Information on British Honduras is very limited, but Aspinall does note that lodging in Belize City is available at "Mrs. Macdonalds and Miss Stanier's lodging in Regent Street. Board and lodging $1.50 per day and upwards."
Of Belize (City)
"Belize (population 10,478), the capital and seat of government, is approached from the open sea by a tortuous channel through the numerous reefs and cays lying off the coast, prominent among which are Turneffe, St. George's Cay, English Cay and Ambergris Cay. It has been said by the irreverent that the best view of Belize is obtained from the stern of a ship. The first appearance of the town with its white and red roofed houses rising from the sea is quite pleasing. A large white building to the left must not be mistaken for a hotel which it much resembles; it is St. John's College, a Roman Catholic Institution conducted by American Jesuits, about a mile from the town. On a clear day the great mountains of the interior can be seen in the dim distance...The principal thoroughfare is Regent Street, at the end of which are (left) the spacious Government House with a lawn running down to the sea, and (right) the old Cathedral church, erected in 1810. Conspicuous alongside the tower is a large water vat, which serves as a reminder that the town is dependent on rain for its supply of drinking water. The street is quite innocent of paving and is honeycombed by the holes of land crabs which dart back into them as you approach...Along the river fronts are stores and private residences. A bridge connects two parts of the town, and the river below presents a busy scene with its numerous pitpans -- the native boat -- and motor-boats, which ply between the capital and El Cayo, 100 miles distant on the western frontier, where goods are transferred to mule-back for the Peten district of Guatemala, the cays, the rivers, and various points along the coast."
Of other attractions,
"Sergeant's Cay, Goff's Caye, English Cay, and Tobacco Caye, are a few of the numerous cayes lying along the Coral reef about ten miles to windward of the mainland which, occasionally resorted to by visitors who are satisfied with sea-bathing, fishing, and sailing...

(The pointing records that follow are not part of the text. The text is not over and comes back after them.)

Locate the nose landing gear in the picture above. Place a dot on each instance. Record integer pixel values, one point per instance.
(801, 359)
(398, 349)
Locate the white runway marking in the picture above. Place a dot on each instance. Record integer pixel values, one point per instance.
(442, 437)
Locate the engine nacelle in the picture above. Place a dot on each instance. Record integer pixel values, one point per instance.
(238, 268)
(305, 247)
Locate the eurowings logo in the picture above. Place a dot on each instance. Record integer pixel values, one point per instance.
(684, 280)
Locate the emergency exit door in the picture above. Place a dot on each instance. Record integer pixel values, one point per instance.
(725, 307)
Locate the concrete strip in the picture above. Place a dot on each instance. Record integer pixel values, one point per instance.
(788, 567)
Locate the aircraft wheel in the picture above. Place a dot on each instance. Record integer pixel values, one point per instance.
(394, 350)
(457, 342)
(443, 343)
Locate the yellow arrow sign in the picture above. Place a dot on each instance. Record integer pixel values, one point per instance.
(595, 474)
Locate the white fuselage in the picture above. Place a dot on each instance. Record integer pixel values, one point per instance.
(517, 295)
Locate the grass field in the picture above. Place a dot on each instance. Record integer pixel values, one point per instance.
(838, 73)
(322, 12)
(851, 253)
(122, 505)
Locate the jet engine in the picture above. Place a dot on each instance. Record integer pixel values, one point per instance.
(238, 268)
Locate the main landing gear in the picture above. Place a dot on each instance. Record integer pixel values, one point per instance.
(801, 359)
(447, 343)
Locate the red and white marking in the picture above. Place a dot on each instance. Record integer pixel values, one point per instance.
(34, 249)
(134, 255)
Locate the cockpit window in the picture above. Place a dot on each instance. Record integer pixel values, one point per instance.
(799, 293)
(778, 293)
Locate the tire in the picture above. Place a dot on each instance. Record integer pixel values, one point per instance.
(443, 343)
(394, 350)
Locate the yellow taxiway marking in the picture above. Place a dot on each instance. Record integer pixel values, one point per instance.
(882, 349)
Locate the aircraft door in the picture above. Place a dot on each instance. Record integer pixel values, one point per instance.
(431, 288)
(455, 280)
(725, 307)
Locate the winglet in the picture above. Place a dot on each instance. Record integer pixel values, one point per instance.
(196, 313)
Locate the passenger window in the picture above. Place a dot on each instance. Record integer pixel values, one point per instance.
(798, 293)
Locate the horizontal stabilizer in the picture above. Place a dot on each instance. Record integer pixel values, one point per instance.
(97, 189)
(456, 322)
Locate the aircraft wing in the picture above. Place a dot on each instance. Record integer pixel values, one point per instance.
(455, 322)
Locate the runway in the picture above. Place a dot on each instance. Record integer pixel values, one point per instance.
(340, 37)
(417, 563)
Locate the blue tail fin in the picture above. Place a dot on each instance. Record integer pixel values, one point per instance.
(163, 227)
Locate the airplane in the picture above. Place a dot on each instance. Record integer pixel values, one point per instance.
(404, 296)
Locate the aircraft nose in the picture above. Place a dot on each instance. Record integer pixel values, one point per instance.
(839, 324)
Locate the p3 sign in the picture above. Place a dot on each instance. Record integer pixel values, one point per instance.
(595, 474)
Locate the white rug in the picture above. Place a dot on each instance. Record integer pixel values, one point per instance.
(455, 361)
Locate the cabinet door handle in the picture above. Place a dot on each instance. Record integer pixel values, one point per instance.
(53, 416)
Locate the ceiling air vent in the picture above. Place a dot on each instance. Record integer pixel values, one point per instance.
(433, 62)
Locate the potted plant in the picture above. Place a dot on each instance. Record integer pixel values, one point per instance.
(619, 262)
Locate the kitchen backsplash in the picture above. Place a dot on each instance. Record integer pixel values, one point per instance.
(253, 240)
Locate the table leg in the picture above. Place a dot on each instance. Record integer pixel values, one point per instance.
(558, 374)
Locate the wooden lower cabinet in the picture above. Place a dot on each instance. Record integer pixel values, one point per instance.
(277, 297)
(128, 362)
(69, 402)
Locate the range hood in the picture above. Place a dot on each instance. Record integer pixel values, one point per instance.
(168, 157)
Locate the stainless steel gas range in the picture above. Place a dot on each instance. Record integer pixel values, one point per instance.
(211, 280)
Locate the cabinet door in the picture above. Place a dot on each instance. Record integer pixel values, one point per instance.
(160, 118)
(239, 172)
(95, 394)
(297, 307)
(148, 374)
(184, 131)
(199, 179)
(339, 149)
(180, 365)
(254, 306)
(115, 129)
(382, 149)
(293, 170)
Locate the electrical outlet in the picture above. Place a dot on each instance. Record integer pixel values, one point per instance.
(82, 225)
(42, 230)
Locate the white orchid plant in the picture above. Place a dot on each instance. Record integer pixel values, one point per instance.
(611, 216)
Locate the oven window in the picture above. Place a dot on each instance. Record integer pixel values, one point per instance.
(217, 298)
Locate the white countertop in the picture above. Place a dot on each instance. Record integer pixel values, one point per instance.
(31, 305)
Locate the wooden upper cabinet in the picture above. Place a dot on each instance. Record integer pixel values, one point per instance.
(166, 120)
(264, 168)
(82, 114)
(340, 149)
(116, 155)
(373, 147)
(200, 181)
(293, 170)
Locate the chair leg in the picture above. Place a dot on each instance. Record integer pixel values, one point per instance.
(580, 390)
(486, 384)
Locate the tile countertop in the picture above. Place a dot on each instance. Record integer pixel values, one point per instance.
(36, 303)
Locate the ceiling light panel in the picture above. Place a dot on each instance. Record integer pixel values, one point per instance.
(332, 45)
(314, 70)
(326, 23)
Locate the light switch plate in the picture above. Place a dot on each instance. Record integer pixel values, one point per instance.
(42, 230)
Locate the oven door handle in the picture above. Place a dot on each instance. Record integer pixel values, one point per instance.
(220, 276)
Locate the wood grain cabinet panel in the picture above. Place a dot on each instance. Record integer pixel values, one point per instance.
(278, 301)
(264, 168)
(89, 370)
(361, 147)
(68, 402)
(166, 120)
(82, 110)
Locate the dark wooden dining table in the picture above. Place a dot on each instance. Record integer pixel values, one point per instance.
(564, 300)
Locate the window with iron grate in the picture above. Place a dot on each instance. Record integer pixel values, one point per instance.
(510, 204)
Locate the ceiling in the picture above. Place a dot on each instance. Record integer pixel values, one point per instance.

"Manatee, some fifteen miles to the south of Belize, is another holiday resort of rather a primitive character. Here there are extensive lagoons. At Ben Lomond, on the Northern Lagoon there are stalactitic caves...
"On the Rio Grande in the Stann Creek District some ancient pyramids faced with cut stone, filled with stone and brick and standing on a stone-faced platform, are preserved as historic monuments. Their origin is unknown. In the Cayo District, near Benque Viejo, there are also some interesting ruins."
in British Honduras, Aspinall writes:
"Lawn-tennis is played on concrete courts of the polo and golf clubs, and there are also several private courts. Cricket is played from May to October, and there are several native cricket and football clubs. The Belize Golf Club, which was established in 1900, has a nine-hole course (subscription $1.25 per month and $10 entrance fee.) Polo is played on Tuesdays, Thursdays, and Saturdays from October to March by members of the Belize Polo Club founded in 1895 (subscription $15 per annum and $7.50 entrance fee)...Fishing is a pursuit which is not much followed, though tarpon, calipever, snapper, bass, mullet, grouper, king-fish, and barracouta are plentiful."
"A Government railway runs inland from Stann Creek to Middlesex, a distance of 25 miles. The roads are not at present suitable for wheeled traffic except in the immediate vicinity of towns, and between El Cayo and Benque Viejo."